Blueland sells concentrated tablets for consumers to mix their cleaning supplies on their own. The relatively tiny packaging is another differentiator compared to what you see from Ajax and Dove.

“Existing CPG players were incentivized to have larger, bulkier packaging because this packaging really served as billboards in stores,” Paiji Yoo said.

Blueland goes the direct-to-consumer route, which Paiji Yoo considers to be the only route for products that depend on changing consumer behavior. Its appeal isn’t just that it’s a smaller, new kind of product; Blueland wants to eliminate single-use plastics. In the last two months it’s expanded to the dishwasher and laundry categories (with a powder and tablets, respectively).

The plastic films that keep your typical dishwashing pod together aren’t all that good for the environment. “I think people think that because it dissolves that magically disappear.

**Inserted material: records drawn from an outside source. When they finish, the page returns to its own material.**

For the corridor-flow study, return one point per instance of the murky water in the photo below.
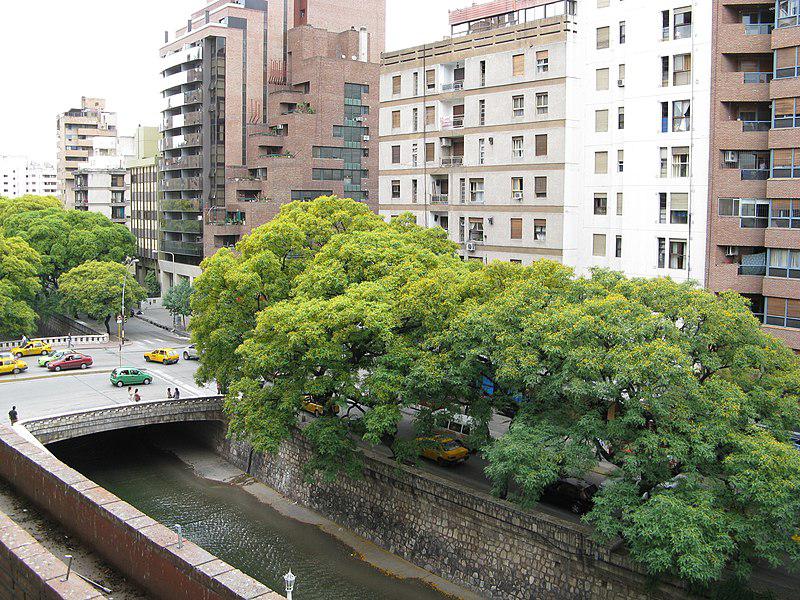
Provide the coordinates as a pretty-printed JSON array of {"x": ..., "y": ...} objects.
[{"x": 232, "y": 524}]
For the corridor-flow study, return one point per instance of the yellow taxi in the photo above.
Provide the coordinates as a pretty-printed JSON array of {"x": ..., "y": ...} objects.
[
  {"x": 443, "y": 449},
  {"x": 32, "y": 348},
  {"x": 166, "y": 356},
  {"x": 9, "y": 364}
]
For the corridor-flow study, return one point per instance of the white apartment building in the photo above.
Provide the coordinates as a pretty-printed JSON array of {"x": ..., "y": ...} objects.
[
  {"x": 537, "y": 132},
  {"x": 20, "y": 176}
]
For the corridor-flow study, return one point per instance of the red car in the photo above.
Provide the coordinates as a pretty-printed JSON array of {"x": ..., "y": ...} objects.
[{"x": 73, "y": 360}]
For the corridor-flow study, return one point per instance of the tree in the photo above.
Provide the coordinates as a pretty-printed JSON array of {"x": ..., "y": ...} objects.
[
  {"x": 20, "y": 266},
  {"x": 177, "y": 300},
  {"x": 95, "y": 288},
  {"x": 680, "y": 390},
  {"x": 67, "y": 238}
]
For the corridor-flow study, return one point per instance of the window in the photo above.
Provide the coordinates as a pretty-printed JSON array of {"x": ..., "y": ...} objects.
[
  {"x": 517, "y": 188},
  {"x": 475, "y": 229},
  {"x": 542, "y": 103},
  {"x": 602, "y": 37},
  {"x": 516, "y": 228},
  {"x": 601, "y": 79},
  {"x": 518, "y": 106},
  {"x": 599, "y": 244},
  {"x": 516, "y": 146},
  {"x": 541, "y": 144},
  {"x": 600, "y": 163},
  {"x": 682, "y": 69},
  {"x": 430, "y": 79},
  {"x": 681, "y": 115},
  {"x": 542, "y": 61},
  {"x": 600, "y": 204},
  {"x": 601, "y": 120},
  {"x": 518, "y": 65},
  {"x": 677, "y": 254},
  {"x": 679, "y": 208},
  {"x": 430, "y": 152},
  {"x": 540, "y": 186},
  {"x": 680, "y": 161},
  {"x": 540, "y": 230},
  {"x": 476, "y": 190}
]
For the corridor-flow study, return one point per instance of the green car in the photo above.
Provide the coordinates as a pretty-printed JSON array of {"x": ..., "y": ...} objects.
[
  {"x": 44, "y": 360},
  {"x": 130, "y": 376}
]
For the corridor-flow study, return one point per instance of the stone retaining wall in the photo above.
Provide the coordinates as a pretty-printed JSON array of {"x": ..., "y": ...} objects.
[
  {"x": 29, "y": 572},
  {"x": 138, "y": 546},
  {"x": 488, "y": 545}
]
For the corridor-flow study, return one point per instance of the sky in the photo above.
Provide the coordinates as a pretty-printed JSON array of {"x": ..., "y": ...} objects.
[{"x": 109, "y": 49}]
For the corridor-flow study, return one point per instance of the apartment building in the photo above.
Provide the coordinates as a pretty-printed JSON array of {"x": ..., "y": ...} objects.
[
  {"x": 263, "y": 103},
  {"x": 20, "y": 176},
  {"x": 569, "y": 130},
  {"x": 754, "y": 211},
  {"x": 83, "y": 132},
  {"x": 476, "y": 131}
]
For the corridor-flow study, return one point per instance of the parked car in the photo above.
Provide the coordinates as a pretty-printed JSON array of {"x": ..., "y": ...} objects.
[
  {"x": 45, "y": 359},
  {"x": 124, "y": 376},
  {"x": 70, "y": 360},
  {"x": 443, "y": 449},
  {"x": 32, "y": 348},
  {"x": 573, "y": 494},
  {"x": 12, "y": 365},
  {"x": 166, "y": 356}
]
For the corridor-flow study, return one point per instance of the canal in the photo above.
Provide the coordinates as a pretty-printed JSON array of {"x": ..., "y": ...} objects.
[{"x": 231, "y": 523}]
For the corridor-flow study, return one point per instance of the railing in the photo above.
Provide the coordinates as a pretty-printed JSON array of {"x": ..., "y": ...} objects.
[{"x": 756, "y": 77}]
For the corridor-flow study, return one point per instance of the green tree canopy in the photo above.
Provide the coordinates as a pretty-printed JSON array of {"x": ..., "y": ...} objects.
[
  {"x": 95, "y": 288},
  {"x": 20, "y": 266},
  {"x": 67, "y": 238}
]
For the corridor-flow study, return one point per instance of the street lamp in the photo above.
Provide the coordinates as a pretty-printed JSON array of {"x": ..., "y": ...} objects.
[{"x": 289, "y": 579}]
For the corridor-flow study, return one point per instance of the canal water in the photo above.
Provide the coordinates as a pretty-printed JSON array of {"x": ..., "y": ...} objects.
[{"x": 232, "y": 524}]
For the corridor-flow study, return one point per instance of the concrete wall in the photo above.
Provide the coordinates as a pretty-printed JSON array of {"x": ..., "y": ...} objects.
[
  {"x": 138, "y": 546},
  {"x": 465, "y": 536}
]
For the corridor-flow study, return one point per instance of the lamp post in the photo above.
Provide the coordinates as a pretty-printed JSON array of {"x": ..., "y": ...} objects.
[{"x": 289, "y": 579}]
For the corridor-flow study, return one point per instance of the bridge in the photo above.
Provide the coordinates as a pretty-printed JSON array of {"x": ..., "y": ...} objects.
[{"x": 65, "y": 426}]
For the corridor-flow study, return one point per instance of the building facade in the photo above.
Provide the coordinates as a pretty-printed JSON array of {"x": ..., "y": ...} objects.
[
  {"x": 83, "y": 133},
  {"x": 20, "y": 176},
  {"x": 571, "y": 130},
  {"x": 754, "y": 211},
  {"x": 263, "y": 103}
]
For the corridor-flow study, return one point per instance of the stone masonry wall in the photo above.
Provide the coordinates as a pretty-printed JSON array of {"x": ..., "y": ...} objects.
[{"x": 488, "y": 545}]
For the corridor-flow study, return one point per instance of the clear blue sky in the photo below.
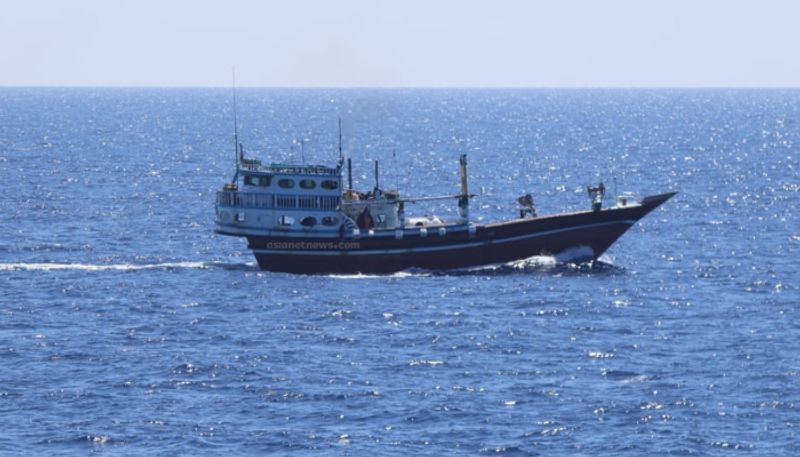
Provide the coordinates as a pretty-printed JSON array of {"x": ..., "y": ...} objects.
[{"x": 408, "y": 43}]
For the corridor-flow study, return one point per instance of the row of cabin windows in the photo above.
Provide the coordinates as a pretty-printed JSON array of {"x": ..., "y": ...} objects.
[
  {"x": 266, "y": 201},
  {"x": 286, "y": 183},
  {"x": 309, "y": 221}
]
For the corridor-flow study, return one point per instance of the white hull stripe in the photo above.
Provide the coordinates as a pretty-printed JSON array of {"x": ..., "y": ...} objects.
[{"x": 449, "y": 247}]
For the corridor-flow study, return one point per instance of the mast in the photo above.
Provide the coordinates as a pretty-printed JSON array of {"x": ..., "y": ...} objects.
[
  {"x": 341, "y": 156},
  {"x": 237, "y": 149},
  {"x": 463, "y": 201},
  {"x": 376, "y": 175},
  {"x": 350, "y": 173}
]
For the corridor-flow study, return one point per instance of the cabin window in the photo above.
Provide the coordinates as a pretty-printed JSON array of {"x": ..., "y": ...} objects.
[
  {"x": 262, "y": 181},
  {"x": 329, "y": 184}
]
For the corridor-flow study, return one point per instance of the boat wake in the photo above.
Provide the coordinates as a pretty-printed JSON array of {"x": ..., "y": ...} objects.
[
  {"x": 52, "y": 266},
  {"x": 547, "y": 265}
]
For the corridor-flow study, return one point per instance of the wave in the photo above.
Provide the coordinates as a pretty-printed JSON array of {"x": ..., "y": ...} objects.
[
  {"x": 53, "y": 266},
  {"x": 561, "y": 264}
]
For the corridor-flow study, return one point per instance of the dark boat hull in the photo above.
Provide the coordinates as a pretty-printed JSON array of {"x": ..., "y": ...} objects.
[{"x": 583, "y": 235}]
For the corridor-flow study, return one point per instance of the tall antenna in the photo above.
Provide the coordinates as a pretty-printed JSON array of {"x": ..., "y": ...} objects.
[
  {"x": 236, "y": 147},
  {"x": 341, "y": 156}
]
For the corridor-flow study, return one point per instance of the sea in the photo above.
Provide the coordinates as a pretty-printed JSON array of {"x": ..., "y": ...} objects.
[{"x": 127, "y": 327}]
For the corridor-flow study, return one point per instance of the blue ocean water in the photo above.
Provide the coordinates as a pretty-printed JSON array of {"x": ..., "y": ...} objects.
[{"x": 127, "y": 327}]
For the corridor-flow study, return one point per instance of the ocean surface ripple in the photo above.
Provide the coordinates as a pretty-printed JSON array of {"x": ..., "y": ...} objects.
[{"x": 127, "y": 327}]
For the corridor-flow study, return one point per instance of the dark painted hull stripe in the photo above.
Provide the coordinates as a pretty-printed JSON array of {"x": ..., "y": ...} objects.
[{"x": 449, "y": 247}]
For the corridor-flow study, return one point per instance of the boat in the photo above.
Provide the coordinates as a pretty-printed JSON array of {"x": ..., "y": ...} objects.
[{"x": 305, "y": 219}]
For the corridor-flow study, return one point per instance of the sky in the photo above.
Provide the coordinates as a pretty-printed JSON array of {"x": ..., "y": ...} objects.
[{"x": 408, "y": 43}]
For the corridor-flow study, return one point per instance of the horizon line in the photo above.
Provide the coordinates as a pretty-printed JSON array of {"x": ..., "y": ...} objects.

But unfortunately those plastic mulches enter our water systems,” Paiji Yoo said.

The pandemic has made consumers somewhat more likely to demote previous green concerns in exchange for effectiveness and availability, she said. But as a result of the crisis, she estimated, demand has been 4x what it would have been otherwise.

Here are a few highlights from the conversation, which have been lightly edited for clarity.

Packaging as a billboard
“If you think about traditional CPG, they still today are predominantly distributed through traditional brick-and-mortar retailers. It’s a very different game, where on shelf, size does matter. Front-facing real estate also really matters, so in a way a lot of the existing CPG players were incentivized to have larger, bulkier packaging because this packaging really served as billboards in stores. To that end, it made sense to produce more liquid products. A tiny tablet, it’s really hard to even fit the messaging of how you use this product, much less the ingredients and everything else you want to cram in there. I really do think that these products have historically been developed for the channels they’ve been sold in.”

DTC is smart for a product that consumers need to get the hang of
“We don’t hide from the fact that this is a new behavior and there is education required. It was going to be a lot easier to do that on our own site, our own real estate, to be able to get all that messaging across versus having quiet products on a retail store shelf, where we couldn’t really control exactly what messaging we put out there, and certainly not the volume of messaging [we needed]. During Covid, that direct relationship has translated into a continuous and valuable customer feedback loop. Consumers that previously, very staunchly prioritized non-toxic and ‘eco’ were suddenly very open to trading these benefits for disinfectant claims. It was very helpful to understand what concerns and questions our customers have. Unlike physical products sold in stores, we could easily update our website descriptions, our emails, our social media messaging to more directly address these concerns.”